何故新幹線は交流電化になったかといいますと、最高速度に有ります。
車でも一緒ですが、速度が上がれば上がるほど消費するエネルギーは大きくなりますよね。
 そうなるとどうなるか、より多くの電気が必要になるのですが、直流電化だと1500Vなのでより高速に走ろうと思うと電流量が増えます。
 ホースから水を大量に流すようなイメージですね。
ですから、より安定的に流そうと思えば電線を太くするしかなく、電車も架線も電線は太くなってしまいます。
そこで、交流電化が注目されるわけで、電圧を上げれば少ない電力量で同じだけの仕事をさせることが出来ますよね。

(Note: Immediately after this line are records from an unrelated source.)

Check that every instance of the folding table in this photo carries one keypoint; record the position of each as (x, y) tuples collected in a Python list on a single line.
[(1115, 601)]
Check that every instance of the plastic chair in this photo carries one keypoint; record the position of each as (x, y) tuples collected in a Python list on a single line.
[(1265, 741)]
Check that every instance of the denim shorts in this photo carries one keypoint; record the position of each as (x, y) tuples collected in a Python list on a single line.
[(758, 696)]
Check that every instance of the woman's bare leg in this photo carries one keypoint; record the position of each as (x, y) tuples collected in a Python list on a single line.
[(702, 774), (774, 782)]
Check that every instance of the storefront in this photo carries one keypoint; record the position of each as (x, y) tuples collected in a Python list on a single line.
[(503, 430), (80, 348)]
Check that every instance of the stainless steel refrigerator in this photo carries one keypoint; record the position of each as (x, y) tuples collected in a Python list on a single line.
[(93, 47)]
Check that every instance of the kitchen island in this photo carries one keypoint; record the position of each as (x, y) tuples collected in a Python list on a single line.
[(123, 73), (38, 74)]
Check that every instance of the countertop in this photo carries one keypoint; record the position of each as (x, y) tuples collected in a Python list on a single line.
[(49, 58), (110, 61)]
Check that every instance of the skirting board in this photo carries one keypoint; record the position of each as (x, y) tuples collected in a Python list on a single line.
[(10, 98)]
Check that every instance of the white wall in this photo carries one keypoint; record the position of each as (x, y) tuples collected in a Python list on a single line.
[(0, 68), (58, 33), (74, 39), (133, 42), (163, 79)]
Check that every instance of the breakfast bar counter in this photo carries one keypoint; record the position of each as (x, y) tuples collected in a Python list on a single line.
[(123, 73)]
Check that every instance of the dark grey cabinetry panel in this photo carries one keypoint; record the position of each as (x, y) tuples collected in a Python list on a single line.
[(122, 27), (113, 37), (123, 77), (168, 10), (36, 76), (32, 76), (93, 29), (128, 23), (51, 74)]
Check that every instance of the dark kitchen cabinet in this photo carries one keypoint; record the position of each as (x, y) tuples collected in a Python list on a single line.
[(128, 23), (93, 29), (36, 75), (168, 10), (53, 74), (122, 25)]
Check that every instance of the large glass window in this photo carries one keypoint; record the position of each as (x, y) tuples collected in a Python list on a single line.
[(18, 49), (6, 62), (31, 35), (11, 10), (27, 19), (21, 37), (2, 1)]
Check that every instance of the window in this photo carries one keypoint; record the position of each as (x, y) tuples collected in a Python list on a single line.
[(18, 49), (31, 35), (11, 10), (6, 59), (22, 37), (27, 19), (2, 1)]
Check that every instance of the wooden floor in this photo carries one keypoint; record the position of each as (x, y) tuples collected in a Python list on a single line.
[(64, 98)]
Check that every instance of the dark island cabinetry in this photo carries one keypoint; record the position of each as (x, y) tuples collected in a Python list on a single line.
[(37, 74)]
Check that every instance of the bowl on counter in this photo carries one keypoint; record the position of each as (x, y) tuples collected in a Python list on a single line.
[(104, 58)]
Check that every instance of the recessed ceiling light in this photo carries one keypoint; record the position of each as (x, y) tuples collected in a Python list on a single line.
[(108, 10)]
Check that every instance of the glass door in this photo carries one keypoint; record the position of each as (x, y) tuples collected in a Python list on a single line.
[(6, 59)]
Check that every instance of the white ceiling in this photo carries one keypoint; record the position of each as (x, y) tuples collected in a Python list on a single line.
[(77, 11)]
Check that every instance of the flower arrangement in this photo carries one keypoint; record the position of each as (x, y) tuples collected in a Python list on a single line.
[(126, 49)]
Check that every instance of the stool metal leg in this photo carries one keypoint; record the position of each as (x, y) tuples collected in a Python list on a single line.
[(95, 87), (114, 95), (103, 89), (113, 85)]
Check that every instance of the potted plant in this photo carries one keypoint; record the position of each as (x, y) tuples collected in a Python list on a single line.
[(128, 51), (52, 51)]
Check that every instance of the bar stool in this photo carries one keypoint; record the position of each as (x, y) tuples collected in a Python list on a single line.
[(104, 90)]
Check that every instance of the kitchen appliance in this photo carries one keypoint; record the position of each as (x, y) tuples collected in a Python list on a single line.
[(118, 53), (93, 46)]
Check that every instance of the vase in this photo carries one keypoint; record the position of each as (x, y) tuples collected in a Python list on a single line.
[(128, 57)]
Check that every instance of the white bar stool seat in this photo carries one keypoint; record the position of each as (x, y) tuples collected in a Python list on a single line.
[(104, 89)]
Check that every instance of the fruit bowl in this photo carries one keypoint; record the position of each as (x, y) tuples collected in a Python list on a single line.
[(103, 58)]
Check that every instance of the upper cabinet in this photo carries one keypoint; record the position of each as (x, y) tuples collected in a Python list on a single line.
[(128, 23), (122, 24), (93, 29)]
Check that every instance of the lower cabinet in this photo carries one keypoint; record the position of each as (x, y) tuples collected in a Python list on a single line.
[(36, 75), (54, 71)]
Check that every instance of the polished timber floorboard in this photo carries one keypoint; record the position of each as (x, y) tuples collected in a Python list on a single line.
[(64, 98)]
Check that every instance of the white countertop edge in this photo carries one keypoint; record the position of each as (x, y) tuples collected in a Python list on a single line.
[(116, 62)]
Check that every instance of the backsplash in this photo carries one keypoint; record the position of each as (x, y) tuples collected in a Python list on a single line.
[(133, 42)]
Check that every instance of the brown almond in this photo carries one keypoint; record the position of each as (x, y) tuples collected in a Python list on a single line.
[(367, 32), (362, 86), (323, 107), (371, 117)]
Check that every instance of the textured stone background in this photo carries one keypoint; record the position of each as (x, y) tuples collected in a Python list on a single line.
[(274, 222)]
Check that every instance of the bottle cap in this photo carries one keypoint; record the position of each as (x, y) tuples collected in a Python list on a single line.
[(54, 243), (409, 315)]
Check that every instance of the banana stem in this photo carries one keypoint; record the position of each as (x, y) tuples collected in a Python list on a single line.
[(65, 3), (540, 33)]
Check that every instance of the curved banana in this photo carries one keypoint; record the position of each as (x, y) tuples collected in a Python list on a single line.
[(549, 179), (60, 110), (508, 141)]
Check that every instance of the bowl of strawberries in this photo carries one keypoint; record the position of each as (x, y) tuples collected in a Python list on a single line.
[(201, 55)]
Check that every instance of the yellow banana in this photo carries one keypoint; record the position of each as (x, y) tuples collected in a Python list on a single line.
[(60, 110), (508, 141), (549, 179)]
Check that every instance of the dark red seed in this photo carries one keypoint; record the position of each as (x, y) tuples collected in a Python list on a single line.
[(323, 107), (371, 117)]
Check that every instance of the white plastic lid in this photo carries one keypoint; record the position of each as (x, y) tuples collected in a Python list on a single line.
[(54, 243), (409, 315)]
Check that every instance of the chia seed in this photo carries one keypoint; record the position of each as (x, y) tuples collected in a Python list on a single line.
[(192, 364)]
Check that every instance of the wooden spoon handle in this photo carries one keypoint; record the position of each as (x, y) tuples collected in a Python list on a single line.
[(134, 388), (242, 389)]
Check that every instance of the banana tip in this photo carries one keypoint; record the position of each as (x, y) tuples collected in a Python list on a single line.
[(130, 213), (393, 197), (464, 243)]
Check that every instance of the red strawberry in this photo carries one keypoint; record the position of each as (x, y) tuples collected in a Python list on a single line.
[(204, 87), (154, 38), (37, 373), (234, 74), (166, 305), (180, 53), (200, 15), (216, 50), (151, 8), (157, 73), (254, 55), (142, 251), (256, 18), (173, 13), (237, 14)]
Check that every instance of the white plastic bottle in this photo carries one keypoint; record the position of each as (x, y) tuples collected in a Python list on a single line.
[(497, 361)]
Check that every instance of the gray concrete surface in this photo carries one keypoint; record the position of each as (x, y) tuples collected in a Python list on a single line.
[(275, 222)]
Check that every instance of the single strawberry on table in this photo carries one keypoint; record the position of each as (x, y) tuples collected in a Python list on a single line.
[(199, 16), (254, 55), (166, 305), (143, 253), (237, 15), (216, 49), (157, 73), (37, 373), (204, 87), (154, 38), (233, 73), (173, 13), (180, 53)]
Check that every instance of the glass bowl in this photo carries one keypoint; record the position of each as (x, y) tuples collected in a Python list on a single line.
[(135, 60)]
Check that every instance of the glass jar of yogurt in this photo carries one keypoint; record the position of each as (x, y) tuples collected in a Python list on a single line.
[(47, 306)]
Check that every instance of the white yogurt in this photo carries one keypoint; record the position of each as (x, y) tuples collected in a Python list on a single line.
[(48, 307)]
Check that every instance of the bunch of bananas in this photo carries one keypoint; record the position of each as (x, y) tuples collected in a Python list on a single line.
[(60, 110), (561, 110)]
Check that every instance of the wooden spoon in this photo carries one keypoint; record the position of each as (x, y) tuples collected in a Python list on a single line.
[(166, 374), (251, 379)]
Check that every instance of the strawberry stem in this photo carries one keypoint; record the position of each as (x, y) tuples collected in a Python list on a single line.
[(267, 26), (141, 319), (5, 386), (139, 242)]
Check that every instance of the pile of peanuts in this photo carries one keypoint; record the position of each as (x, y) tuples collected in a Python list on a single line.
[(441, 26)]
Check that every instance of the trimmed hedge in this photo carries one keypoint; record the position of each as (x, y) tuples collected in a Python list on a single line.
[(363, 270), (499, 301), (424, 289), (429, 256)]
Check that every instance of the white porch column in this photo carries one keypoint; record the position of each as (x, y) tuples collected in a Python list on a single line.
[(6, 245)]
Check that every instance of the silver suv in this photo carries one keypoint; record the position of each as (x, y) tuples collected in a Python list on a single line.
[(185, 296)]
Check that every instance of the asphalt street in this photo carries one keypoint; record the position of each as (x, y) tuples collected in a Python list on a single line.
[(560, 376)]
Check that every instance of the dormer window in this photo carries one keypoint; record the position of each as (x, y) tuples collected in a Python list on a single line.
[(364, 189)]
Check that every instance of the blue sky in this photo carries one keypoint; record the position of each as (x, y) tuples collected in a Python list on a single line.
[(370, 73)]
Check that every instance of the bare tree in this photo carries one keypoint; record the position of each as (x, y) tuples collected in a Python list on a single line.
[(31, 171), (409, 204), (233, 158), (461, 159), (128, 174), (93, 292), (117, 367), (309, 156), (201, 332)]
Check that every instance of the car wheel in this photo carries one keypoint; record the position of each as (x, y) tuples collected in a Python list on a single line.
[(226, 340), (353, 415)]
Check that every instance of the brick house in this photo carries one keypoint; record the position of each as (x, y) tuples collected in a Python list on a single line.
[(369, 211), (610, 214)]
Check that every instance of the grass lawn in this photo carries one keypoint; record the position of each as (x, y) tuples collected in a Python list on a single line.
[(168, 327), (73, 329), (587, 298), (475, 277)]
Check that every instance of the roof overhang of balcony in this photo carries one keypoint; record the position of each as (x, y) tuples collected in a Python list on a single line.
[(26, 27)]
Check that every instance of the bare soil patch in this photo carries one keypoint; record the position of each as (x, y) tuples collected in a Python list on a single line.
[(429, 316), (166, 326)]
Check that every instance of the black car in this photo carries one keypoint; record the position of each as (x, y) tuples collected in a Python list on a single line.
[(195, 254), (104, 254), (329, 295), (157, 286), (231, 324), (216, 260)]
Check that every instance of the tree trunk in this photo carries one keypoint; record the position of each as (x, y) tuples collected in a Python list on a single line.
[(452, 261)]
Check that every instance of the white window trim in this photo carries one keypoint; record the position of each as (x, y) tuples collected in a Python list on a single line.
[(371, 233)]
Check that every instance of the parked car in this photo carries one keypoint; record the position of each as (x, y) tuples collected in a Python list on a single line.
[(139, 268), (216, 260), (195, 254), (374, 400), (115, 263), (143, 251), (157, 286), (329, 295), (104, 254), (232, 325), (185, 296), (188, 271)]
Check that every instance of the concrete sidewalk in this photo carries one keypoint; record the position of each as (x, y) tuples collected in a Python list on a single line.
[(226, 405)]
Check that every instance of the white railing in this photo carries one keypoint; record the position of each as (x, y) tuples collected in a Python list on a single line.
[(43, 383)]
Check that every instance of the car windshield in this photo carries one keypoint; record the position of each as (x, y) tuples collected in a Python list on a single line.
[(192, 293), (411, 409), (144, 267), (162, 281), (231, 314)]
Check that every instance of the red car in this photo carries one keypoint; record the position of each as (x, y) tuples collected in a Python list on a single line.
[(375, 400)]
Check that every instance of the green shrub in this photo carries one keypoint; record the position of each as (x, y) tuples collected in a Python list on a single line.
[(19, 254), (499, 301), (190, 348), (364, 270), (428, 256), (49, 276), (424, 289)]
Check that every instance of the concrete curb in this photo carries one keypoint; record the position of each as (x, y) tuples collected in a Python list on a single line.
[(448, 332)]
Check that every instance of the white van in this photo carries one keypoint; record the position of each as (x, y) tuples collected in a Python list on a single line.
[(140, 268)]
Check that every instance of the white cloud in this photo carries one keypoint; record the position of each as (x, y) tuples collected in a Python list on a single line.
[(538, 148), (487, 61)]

仮に、新幹線を1km動かすのに、10000KW必要だとすれば10000KW/25KV=400A(交流25000Vの場合)
これが同じ条件で、直流1500Vになると、10000KW/1.5KV=6666.7Aとなってしまい絶縁とかも大変になりそうです。
逆に言えば、商用電源による交流電化が実用化されていなければ新幹線の誕生はもう少し遅れていたことになります。

4)架線について
 架線(鉄道部内では、「がせん」と呼ぶそうです)につきましても、新幹線では新しい方式が開発されました。

 現在、JRを含めて多くの鉄道会社ではシンプルカテナリー方式と呼ばれる方式を採用していますが、東海道新幹線では、合成コンパウンドカテナリ式と呼ばれる、従来のコンパウンド式架線を改良した方式を開発しました。
ドロッパーと呼ばれるトロリー線と補助架線をつなぐ装置に合成素子で作られたダンパーのようなものを取り付ける方式で、集電装置による架線の振動を減衰させることを目的に開発されましたが、実際には強風などで共振現象が大きく架線事故の元となったので現在では新幹線では使われていないそうです。
なお、現在はより安定性を高めたヘビーコンパウンド架線方式を採用しているようです。

画像は、鉄道運輸機構から

ヘビーコンパウンドカテナリー架線方式

なお、ATC及びCTCについては別途章を改めて説明させていただきます。

ここまで概説してきて、新しい最新鋭の技術というよりも枯れた技術を積み上げて作ったものが東海道新幹線と言えそうです。